A little guidance would be really appreciated on this topic on what I THINK I can do with a 401k and after-tax, non-Roth contributions. It is my understanding that:

1) my plan documents have to permit me to make these

2) I am over the age of 50 and, if I wanted to, I could make up to $52,000 in after tax contributions. It is my understanding that the $5,500 "catch-up" has to be done through elective deferral

3) Once in the plan (in a separately designated account), I can invest after tax contributions tax free

4) If I want to I can take out after-tax contributions and gains at any time...even before 59 1/2. without tax or penalty..in effect like a 401k loan but not the loan?

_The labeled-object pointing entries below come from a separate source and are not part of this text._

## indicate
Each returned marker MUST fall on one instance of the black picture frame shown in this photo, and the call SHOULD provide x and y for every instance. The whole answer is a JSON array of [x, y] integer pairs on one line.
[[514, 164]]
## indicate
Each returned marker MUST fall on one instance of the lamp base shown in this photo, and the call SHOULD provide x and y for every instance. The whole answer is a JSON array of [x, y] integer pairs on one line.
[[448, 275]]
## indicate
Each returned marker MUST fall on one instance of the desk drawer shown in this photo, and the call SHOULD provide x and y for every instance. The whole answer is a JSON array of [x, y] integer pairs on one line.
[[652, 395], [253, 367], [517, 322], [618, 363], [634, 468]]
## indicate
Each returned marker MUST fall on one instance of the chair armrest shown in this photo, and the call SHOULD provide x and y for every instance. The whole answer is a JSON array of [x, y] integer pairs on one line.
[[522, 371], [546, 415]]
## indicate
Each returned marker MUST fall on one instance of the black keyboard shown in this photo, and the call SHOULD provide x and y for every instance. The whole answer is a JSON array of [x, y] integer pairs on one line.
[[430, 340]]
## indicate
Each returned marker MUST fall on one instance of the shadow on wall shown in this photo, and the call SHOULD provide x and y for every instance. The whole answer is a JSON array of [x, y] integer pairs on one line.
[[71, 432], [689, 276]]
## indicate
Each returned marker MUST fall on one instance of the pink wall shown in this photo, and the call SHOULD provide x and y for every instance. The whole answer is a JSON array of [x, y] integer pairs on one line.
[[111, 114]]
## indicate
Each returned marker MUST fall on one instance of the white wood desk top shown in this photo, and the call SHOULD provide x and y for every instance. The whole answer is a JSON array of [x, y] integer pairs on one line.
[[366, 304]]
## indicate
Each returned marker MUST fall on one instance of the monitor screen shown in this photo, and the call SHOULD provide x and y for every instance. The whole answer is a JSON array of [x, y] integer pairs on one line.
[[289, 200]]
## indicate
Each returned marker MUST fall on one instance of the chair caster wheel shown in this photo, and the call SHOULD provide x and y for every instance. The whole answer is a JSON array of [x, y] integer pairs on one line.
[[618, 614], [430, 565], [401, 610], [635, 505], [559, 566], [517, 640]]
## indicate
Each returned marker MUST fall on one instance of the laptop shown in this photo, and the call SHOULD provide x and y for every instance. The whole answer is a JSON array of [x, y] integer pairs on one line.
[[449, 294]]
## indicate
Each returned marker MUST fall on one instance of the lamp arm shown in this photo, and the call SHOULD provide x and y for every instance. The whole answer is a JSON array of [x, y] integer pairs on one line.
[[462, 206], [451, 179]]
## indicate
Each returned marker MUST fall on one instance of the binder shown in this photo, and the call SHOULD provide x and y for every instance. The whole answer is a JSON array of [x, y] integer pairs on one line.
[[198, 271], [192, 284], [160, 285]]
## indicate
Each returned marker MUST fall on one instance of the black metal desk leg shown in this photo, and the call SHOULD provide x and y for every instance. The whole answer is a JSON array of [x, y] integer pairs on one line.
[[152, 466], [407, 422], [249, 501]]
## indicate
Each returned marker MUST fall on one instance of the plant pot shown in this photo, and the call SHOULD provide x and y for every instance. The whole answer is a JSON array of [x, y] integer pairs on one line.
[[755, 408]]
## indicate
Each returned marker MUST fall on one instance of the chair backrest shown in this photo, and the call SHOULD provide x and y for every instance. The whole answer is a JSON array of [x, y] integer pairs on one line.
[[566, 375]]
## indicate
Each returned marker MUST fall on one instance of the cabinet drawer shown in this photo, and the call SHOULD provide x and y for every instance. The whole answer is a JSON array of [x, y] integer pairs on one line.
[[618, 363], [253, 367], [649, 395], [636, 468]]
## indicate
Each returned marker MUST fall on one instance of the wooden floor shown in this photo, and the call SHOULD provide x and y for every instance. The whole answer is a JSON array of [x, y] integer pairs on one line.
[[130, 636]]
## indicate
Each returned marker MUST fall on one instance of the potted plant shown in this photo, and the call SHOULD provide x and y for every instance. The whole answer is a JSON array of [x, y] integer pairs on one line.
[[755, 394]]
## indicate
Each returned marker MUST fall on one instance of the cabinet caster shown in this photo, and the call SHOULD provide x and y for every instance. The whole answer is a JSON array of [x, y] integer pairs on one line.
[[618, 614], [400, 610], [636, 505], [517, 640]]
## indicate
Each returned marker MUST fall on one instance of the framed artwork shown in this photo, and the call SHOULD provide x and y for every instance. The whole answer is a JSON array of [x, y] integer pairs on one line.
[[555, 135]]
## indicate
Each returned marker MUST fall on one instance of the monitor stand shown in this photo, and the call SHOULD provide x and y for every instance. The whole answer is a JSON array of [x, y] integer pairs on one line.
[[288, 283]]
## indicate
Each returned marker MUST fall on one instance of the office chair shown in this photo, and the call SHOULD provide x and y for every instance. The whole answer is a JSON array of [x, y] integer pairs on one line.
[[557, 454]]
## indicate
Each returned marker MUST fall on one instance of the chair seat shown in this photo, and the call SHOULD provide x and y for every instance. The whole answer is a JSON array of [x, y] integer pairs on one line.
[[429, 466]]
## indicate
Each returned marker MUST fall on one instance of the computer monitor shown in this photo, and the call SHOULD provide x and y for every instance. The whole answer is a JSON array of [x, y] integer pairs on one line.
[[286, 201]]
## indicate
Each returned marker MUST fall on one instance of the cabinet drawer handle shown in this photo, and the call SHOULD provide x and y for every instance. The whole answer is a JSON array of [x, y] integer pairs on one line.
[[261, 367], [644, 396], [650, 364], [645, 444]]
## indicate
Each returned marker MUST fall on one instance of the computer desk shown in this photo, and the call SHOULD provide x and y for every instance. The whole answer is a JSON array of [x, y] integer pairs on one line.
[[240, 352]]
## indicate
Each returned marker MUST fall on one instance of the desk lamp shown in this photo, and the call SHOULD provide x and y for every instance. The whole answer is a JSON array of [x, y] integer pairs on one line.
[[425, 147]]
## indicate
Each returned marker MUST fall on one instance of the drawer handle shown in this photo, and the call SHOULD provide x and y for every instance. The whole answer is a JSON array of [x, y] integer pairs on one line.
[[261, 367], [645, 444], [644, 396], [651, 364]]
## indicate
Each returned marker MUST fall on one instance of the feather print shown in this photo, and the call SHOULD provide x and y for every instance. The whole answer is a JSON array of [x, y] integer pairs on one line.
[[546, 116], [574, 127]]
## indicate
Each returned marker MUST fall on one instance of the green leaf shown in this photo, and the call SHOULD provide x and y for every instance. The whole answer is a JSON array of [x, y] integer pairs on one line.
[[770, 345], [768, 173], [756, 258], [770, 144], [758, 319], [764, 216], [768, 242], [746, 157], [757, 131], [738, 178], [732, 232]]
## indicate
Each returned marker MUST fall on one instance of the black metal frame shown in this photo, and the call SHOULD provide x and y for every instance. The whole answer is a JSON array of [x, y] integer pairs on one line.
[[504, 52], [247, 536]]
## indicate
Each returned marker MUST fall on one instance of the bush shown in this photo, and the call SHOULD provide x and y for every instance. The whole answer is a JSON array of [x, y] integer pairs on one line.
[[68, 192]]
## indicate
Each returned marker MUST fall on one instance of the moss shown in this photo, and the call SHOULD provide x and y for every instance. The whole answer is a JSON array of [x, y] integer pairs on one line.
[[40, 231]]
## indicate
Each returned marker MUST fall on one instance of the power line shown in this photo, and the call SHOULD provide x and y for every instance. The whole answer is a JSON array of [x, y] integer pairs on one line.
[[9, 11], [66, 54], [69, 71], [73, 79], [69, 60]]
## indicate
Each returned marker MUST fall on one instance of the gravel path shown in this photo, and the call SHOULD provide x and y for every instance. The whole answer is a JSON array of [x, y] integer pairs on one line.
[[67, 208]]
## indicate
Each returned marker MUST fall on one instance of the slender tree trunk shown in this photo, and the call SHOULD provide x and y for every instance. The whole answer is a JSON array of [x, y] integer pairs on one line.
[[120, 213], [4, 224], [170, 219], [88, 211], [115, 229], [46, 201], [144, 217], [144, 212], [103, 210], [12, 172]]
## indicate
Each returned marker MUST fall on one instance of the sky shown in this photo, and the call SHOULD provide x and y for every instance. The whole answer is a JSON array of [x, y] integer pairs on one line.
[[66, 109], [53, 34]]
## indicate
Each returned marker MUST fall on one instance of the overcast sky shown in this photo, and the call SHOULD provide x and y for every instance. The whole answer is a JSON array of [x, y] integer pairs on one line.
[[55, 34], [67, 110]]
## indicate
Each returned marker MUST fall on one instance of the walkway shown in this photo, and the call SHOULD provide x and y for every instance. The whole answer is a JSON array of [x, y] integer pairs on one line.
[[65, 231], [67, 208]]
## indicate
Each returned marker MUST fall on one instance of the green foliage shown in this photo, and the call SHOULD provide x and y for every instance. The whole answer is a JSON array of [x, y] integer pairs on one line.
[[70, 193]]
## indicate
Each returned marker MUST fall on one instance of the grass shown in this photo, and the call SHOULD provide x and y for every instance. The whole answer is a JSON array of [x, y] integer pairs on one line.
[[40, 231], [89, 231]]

5) When I close down my business, I can do a Roth conversion of the after tax monies and move them into a Roth IRA, tax free

I am trying to understand the down side to this, but it seems like it provides nice options. Thanks to any and all for their comments.

Posted

One big piece of the puzzle that might change your mind: After-tax contributions are subject to taxes on the gains, just like an after-tax IRA. You'd have to track the cost-basis.

R. Alexander

Posted

And investment gains are subject to ordinary income tax rates, not capital gains rates. There is a real question about tax efficiency. You should do some modeling based on tax rates (including effect of deductions), expected returns, and time frame. The after-tax scenario is probably not that appealing. All you are getting is tax deferral on investment returns (at a rate cost) and you are giving up deductions. Ask yourself why the design is not seen or promoted.